Eish that's harsh , time to invest in a generator methinks....

It's only going to get worse with Medupi three years from operational and that won't even fill the current crisis we have I literally see dark days ahead ...


----------



## Silver (11/4/15)

I heard about this
Terrible
Sorry to hear @kimbo

I have moved this thread to "off topic"


----------



## kimbo (11/4/15)

If Eskom just open the grid so the solar and wind power stations can feed into it it will be so much better, but no they are not willing to pay for something they cant do now the country must suffer


----------



## kimbo (11/4/15)

Silver said:


> I heard about this
> Terrible
> Sorry to hear @kimbo
> 
> I have moved this thread to "off topic"
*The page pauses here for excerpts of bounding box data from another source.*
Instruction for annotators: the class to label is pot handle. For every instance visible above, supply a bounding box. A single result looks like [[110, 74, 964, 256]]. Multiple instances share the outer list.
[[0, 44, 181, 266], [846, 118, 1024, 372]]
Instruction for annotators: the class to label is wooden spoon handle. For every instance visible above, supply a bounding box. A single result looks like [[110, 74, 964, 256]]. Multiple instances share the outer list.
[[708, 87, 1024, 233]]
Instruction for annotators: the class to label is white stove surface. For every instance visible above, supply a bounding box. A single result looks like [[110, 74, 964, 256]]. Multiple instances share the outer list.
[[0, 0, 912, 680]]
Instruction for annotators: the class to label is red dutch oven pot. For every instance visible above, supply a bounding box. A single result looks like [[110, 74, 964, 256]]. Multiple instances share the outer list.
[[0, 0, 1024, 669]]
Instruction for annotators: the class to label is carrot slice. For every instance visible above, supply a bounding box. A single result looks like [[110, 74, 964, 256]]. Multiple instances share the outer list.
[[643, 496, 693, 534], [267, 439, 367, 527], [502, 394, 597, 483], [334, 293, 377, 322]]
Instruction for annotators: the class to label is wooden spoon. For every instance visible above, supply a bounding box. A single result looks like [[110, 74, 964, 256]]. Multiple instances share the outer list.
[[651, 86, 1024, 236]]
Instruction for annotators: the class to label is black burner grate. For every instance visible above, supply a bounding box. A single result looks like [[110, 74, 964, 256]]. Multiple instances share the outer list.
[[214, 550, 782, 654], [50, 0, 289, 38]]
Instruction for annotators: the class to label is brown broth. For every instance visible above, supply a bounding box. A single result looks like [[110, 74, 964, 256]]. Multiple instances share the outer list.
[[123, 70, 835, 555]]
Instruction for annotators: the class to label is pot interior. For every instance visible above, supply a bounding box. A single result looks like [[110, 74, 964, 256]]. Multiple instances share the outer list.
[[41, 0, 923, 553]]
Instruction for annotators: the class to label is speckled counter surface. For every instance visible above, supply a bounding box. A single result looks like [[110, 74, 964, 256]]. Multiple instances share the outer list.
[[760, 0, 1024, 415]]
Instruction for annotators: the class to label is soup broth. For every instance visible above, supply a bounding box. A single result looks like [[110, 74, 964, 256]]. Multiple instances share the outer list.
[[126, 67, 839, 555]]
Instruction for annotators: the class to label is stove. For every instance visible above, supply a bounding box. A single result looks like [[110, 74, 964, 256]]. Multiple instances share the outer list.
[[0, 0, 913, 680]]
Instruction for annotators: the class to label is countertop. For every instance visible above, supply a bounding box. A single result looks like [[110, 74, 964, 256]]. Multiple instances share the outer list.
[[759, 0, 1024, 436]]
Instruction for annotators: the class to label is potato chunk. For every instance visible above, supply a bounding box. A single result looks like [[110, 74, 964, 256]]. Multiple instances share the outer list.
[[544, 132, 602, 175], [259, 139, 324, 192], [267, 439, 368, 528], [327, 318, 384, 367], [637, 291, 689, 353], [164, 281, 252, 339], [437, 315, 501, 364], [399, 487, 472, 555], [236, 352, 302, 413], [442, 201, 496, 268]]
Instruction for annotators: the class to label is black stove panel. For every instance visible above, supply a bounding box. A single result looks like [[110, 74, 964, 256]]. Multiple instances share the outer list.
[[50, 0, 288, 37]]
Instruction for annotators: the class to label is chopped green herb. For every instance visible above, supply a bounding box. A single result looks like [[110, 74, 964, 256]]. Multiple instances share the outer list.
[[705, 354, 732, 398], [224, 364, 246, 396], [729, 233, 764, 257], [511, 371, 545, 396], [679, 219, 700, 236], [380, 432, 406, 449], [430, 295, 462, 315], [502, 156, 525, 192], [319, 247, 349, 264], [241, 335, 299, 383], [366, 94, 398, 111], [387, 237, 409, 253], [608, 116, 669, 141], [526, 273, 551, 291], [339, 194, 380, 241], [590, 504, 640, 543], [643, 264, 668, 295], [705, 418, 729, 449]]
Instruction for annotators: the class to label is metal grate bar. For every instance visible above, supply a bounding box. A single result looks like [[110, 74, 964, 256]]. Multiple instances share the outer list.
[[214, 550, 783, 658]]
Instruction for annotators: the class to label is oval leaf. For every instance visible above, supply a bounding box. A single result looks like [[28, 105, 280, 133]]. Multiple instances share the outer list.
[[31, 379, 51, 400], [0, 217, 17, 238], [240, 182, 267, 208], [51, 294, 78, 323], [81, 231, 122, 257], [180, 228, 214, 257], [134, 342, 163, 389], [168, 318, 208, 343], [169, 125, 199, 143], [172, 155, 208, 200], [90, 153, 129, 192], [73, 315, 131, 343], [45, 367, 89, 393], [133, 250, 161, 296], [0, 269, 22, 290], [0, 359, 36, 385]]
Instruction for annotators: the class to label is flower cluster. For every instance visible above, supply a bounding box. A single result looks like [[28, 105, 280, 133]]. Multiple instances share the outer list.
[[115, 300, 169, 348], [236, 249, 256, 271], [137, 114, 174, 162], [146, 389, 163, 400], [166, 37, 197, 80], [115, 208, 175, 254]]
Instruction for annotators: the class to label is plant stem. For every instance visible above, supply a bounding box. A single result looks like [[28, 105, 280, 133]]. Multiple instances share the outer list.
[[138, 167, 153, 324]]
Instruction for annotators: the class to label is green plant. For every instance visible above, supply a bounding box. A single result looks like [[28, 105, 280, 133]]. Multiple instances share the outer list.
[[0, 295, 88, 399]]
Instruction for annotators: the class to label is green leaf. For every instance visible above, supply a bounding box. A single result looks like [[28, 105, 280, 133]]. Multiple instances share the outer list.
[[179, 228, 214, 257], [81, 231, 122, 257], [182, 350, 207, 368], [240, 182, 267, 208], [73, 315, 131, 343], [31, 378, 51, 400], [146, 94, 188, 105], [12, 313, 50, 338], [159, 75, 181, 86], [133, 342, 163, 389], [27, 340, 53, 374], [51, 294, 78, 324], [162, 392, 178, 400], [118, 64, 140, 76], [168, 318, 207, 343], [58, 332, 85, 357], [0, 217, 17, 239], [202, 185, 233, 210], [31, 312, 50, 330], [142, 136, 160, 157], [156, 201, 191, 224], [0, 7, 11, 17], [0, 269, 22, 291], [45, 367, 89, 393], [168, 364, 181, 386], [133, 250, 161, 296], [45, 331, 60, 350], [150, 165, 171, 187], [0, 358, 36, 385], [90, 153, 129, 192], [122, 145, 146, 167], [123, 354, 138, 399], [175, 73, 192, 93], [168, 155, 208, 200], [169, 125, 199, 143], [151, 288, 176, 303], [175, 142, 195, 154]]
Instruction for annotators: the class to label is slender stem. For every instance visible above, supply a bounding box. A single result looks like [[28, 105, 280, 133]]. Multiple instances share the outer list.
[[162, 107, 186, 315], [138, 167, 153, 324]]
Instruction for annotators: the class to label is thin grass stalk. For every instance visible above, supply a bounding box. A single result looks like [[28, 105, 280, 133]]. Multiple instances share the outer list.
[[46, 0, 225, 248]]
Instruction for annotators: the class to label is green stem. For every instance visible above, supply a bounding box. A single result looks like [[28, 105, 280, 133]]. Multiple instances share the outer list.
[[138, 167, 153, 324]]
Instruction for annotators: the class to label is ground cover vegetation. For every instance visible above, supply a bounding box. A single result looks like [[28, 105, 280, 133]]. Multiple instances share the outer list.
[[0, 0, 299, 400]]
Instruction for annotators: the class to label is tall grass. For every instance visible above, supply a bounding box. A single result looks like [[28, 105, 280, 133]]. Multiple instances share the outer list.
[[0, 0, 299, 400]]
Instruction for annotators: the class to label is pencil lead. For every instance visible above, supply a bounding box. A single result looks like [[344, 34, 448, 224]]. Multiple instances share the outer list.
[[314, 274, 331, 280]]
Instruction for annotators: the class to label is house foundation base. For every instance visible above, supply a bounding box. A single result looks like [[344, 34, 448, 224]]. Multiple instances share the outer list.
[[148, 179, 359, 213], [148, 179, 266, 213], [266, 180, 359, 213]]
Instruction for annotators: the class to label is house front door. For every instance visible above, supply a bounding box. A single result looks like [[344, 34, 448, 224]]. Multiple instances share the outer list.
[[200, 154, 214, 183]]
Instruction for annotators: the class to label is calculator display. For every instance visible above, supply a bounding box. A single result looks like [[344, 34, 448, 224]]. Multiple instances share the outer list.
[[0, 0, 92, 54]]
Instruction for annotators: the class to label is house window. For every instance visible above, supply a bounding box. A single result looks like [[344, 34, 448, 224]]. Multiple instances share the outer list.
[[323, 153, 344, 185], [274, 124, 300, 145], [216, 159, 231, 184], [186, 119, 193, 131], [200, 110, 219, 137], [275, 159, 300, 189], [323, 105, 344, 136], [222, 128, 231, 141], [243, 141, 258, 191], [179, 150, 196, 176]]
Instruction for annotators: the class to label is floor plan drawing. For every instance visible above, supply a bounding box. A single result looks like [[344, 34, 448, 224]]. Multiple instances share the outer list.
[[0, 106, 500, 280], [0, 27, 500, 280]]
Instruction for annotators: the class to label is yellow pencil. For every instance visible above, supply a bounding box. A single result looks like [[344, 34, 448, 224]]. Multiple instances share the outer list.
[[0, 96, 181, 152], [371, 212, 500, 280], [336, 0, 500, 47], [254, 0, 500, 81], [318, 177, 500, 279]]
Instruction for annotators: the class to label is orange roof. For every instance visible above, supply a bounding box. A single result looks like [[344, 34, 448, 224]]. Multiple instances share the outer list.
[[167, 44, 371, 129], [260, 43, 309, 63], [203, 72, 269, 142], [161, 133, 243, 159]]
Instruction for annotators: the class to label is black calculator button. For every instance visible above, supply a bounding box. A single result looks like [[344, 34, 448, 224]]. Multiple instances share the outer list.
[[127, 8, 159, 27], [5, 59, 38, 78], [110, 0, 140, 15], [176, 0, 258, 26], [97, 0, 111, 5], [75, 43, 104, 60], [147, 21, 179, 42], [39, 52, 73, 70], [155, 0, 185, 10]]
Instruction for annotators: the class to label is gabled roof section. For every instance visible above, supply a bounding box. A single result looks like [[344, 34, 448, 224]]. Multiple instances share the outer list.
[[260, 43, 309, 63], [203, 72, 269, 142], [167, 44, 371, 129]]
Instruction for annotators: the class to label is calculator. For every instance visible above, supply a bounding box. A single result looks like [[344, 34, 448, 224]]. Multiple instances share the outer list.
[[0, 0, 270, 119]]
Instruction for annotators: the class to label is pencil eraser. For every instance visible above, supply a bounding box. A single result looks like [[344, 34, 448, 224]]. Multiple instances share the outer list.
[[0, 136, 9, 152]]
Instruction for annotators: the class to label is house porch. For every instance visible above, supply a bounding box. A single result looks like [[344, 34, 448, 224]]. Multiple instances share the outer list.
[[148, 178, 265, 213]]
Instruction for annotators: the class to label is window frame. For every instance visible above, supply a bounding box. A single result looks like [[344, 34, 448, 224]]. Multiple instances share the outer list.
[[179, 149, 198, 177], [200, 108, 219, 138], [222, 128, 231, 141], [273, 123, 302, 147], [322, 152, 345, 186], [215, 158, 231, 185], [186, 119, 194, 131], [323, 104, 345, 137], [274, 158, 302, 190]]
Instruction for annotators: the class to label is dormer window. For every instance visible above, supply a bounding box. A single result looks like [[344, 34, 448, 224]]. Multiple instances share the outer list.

Thank you @Silver, sorry i had to ***** somewhere

Reactions: Like 1


----------



## johan (11/4/15)

Geez thats insane @kimbo, I assume we're going to see more of this in the "*OFF* topic" threads.

Reactions: Funny 1


----------



## kimbo (11/4/15)

johan said:


> Geez thats insane @kimbo, I assume we're going to see more of this in the "*OFF* topic" threads.


@johan it just gets me that the public must pay for one mans/womans stupidity thinking a new car is better than a bill, and he/she just laughs because he/she has a generator at home so his will not effect him/her

Reactions: Agree 1


----------